И все же она переоценила собственную жажду страданий и свой пресловутый авантюризм! Потому что, когда Илья Матвеевич Силантьев однажды явился в дом управляющего заводом – якобы повидаться с господином Шатиловым (в то время как каждая собака в Сормове знала, что управляющий по вызову хозяев завода отбыл в Москву), а потом выяснилось, что ему нужна Лидия Николаевна, – у нее и возникло это ощущение себя подстреленной птицей со свернутой набок головой. Никакой радости и оживления, обещанных доктором Мазохом!

– Я ведь на самом деле к вам, – как-то особенно просветленно улыбаясь (при виде его улыбки Лидия вспомнила Иудушку Головлева, с которым сравнивал Силантьева сын), проговорил Илья Матвеевич. – Мне один ваш знакомый сказывал привет вам передать.

Черт знает почему, Лидия подумала в ту минуту о Мистакиди – молодом инженере сборочного цеха, среди предков которого были греки, оттого он и носил такую фамилию, красивом, словно Патрокл или Эней. «Эллинский ирой» явно готов был пофлиртовать с обворожительной мадам Шатиловой… ну а она в его присутствии начинала чувствовать, что возрождение к жизни все же для нее возможно. А пуркуа па?!

– Знакомый? – вскинула Лидия брови, и голос ее зазвенел кокетливо и возбужденно. – Какой еще знакомый?

– Андрей Дмитриевич Туманский. Помните такого?

У Лидии упало сердце, а сама она упала в кресло. Потрясение было настолько сильным, что не нашлось даже сил прятаться за дешевые уловки типа: ах-кто-это-я-и-думать-забыла-про-этого-господина. Она полулежала в кресле, мелко, часто дышала, вглядываясь в добродушное лицо Силантьева, и страстно жалела, что не обзавелась в свое время (хотя шашни с отпетым боевиком Бориской вроде бы впрямую располагали к этому!) оружием. Убить его, убить… – вот единственное, чего ей сейчас хотелось.
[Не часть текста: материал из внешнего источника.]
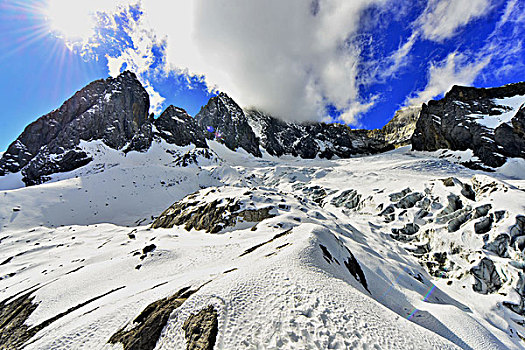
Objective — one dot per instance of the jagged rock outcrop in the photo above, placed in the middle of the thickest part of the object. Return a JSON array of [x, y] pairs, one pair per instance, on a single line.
[[177, 127], [148, 326], [113, 110], [399, 130], [223, 114], [200, 330], [487, 279], [487, 121], [203, 211], [309, 140]]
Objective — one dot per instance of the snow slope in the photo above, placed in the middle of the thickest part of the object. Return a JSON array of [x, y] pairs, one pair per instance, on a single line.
[[83, 243]]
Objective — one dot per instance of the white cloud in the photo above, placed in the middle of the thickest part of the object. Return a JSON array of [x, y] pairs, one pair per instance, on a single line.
[[289, 58], [442, 18], [453, 70]]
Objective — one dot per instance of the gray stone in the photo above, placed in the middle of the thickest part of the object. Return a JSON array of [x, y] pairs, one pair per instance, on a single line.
[[486, 277], [200, 329], [448, 124], [112, 110]]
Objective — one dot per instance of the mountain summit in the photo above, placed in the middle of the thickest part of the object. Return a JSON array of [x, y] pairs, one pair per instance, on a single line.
[[236, 230]]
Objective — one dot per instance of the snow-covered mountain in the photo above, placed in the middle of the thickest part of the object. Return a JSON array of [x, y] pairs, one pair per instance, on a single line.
[[177, 238], [488, 122]]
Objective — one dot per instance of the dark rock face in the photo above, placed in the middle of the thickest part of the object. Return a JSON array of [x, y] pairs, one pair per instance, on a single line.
[[486, 277], [223, 114], [455, 122], [212, 216], [112, 110], [148, 326], [177, 127], [399, 130], [309, 140], [200, 330]]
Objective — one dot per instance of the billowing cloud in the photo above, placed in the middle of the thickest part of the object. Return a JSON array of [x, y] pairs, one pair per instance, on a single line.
[[291, 58], [295, 59], [453, 70], [442, 18]]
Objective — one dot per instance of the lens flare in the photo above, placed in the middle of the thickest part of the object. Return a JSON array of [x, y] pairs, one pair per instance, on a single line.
[[72, 20]]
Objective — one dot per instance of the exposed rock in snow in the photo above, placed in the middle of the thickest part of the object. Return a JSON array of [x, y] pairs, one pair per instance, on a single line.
[[212, 210], [225, 116], [176, 127], [487, 278], [147, 327], [487, 121], [310, 140], [201, 329], [113, 110]]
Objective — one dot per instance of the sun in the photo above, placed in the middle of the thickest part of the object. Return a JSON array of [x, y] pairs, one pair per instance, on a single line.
[[71, 19]]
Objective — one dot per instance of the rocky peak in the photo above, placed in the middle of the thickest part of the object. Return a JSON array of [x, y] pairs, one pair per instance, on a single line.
[[222, 113], [399, 130], [177, 127], [309, 140], [487, 121], [113, 110]]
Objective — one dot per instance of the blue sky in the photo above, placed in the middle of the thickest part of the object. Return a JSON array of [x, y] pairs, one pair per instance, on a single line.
[[333, 60]]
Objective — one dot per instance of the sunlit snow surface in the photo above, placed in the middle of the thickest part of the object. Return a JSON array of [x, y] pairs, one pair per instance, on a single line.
[[71, 238]]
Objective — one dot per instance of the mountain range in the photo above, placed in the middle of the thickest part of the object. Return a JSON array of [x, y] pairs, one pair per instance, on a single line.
[[236, 229]]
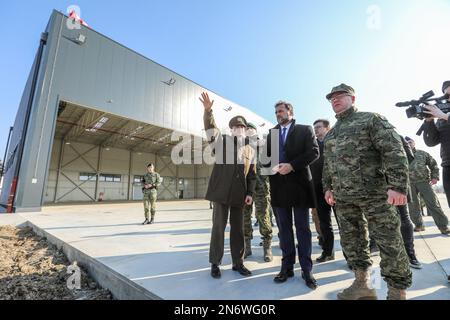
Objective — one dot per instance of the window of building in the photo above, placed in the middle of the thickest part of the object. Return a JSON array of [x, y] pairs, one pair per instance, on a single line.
[[105, 177], [85, 176]]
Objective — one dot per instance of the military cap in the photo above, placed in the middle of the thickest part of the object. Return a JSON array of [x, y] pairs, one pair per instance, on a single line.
[[251, 126], [341, 88], [238, 121], [445, 85]]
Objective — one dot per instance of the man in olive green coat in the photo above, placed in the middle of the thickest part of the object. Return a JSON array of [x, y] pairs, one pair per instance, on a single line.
[[230, 187], [150, 183]]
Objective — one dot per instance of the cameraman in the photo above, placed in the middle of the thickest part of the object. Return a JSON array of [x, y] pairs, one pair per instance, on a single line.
[[439, 132]]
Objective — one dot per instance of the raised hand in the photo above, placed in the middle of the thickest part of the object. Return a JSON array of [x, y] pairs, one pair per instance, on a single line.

Потом кровавая муть отошла от глаз, а кровавый, железистый вкус во рту как-то поутих.

– Вижу, помните Андрея Дмитриевича, – кивнул Силантьев, довольный, словно клоп. – Он просил вам одну просьбу свою передать.

– А вот я сейчас как возьму и протелефонирую в полицейское управление, – проговорила Лидия со всем возможным и невозможным спокойствием. – И попрошу поскорей приехать, чтобы у вас с пристрастием выспросили, с какой такой радости вы мне приветы от эсера беглого, полицией разыскиваемого, шлете…

– Да что вы, Лидия Николаевна! – свободно, как к равной, обращаясь к ней, усмехнулся Силантьев. – Не станете вы никуда телефонировать. Да и зачем? Только сердце себе надрываете. Я ведь только привет сказать хотел. Привет и одну маленькую просьбу. А что особенного в привете и просьбе?

– Какую еще просьбу?! – воскликнула Лидия в ярости.